We consider termination of the LCTRS with only rule scheme Calc:

  Signature: f :: Int -> Int -> A
             g :: Int -> Int -> A

  Rules: f(x, y) -> g(x, y - 1) | x = x /\ y >= 0
         g(x, y) -> f(x, y) | x = x /\ y = y

The system is accessible function passing by a sort ordering that equates all sorts.

We start by computing the initial DP problem D1 = (P1, R, i, c), where:

  P1. (1) f#(x, y) => g#(x, y - 1) | x = x /\ y >= 0
      (2) g#(x, y) => f#(x, y) | x = x /\ y = y

***** We apply the Chaining Processor Processor on D1 = (P1, R, i, c).

We chain DPs according to the following mapping:


  g#(x, y) => g#(x, y - 1) | x = x /\ y = y /\ (x = x /\ y >= 0)  is obtained by chaining  g#(x, y) => f#(x, y) | x = x /\ y = y and f#(x', y') => g#(x', y' - 1) | x' = x' /\ y' >= 0


The following DPs were deleted:

g#(x, y) => f#(x, y) | x = x /\ y = y

f#(x, y) => g#(x, y - 1) | x = x /\ y >= 0


By chaining, we added 1 DPs and removed 2 DPs.

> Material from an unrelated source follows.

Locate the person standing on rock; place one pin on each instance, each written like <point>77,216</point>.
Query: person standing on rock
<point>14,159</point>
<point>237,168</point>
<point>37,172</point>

Processor output: { D2 = (P2, R, i, c) }, where:

  P2. (1) g#(x, y) => g#(x, y - 1) | x = x /\ y = y /\ (x = x /\ y >= 0)

***** We apply the Integer Function Processor on D2 = (P2, R, i, c).

We use the following integer mapping:

  J(g#) = arg_2

We thus have:

  (1) x = x /\ y = y /\ (x = x /\ y >= 0) |= y > y - 1 (and y >= 0)

All DPs are strictly oriented, and may be removed.  Hence, this DP problem is finite.

Processor output: { }.